What's the fastest way to take Mean of a Tensor in given slot?

Here is a compiled version of Total that is faster for intermediate levels:

total[d_, l_] := With[
    {o = ConstantArray[1., Dimensions[d][[l]]], n = Length@Dimensions@d-l+1},
    Switch[l,
        1, o.d,

        Length@Dimensions@d, d.o,

        _,
        With[{fc = Compile[{{data, _Real, n}}, o.data, RuntimeAttributes->{Listable}]},
            fc[d]
        ]
    ]
]

For your higher rank example:

d = RandomReal[{-1, 1}, {400, 500, 300}];

r1 = total[d, 2]; //RepeatedTiming
r2 = Total[d, {2}]; //RepeatedTiming

r1 == r2

{0.0632, Null}

{0.11, Null}

True

I will leave the modification to compute the mean instead to you.

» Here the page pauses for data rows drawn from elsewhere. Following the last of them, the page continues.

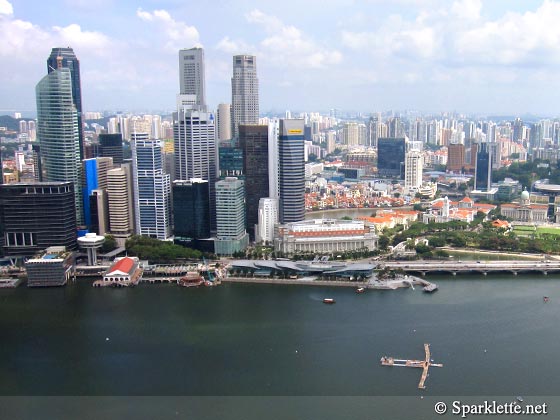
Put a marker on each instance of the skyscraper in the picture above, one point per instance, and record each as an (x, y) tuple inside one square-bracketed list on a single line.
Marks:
[(268, 217), (230, 217), (110, 145), (253, 141), (291, 171), (191, 209), (36, 216), (57, 129), (195, 149), (483, 168), (244, 92), (414, 164), (223, 122), (65, 57), (152, 188), (390, 157), (95, 179), (191, 74), (194, 127), (119, 197)]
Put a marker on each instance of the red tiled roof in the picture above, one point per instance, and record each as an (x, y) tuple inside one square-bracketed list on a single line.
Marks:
[(125, 265)]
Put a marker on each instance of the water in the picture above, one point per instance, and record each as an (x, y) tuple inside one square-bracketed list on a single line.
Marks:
[(494, 335)]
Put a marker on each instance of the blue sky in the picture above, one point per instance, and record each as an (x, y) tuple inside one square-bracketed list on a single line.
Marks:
[(494, 56)]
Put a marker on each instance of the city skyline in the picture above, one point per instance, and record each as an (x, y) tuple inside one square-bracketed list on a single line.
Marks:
[(468, 56)]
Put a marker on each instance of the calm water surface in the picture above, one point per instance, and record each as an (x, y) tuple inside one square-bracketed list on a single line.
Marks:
[(494, 335)]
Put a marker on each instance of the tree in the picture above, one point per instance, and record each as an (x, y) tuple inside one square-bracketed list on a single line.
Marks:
[(109, 245)]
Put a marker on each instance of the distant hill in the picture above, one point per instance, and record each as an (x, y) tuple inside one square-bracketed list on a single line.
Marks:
[(9, 122)]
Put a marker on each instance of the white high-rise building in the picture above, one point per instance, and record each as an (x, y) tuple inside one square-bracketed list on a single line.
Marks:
[(414, 164), (244, 92), (191, 74), (223, 122), (268, 217), (230, 217), (152, 188), (195, 150), (273, 171), (119, 197)]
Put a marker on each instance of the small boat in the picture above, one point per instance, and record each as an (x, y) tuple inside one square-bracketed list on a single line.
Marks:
[(432, 287), (191, 279)]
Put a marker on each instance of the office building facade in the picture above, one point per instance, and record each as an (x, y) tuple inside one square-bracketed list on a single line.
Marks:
[(192, 76), (195, 149), (36, 216), (110, 145), (120, 203), (244, 92), (152, 188), (191, 209), (65, 58), (291, 167), (253, 141), (58, 133), (230, 217), (390, 157), (268, 218), (483, 168)]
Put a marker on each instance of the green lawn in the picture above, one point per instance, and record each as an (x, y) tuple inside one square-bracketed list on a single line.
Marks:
[(552, 231)]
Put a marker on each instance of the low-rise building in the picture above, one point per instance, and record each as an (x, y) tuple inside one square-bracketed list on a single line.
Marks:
[(324, 236), (52, 267), (124, 271), (525, 211)]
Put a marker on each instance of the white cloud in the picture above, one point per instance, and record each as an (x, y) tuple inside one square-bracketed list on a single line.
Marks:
[(232, 47), (179, 34), (285, 45), (6, 8)]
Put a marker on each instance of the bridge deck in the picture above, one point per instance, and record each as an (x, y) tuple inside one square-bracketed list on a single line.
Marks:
[(424, 364)]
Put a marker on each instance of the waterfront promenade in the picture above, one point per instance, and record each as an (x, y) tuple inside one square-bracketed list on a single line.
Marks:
[(479, 267)]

First, don't use TensorQ. It is undocumented and may change in the future. The documented function to use is ArrayQ. Second, here an arbitrary-rank version of your function,

mean[A_?ArrayQ, slot_] :=  With[
   {d = Part[Dimensions[A], slot]}, 
   ConstantArray[1./d, d].Transpose[A, 1 <-> slot]
]

Unfortunately, it is slower than Total for higher-rank, because the cost of rearranging memory is too high. I suspect that Carl's approach is probably the best you can do, but I can't immediately prove that.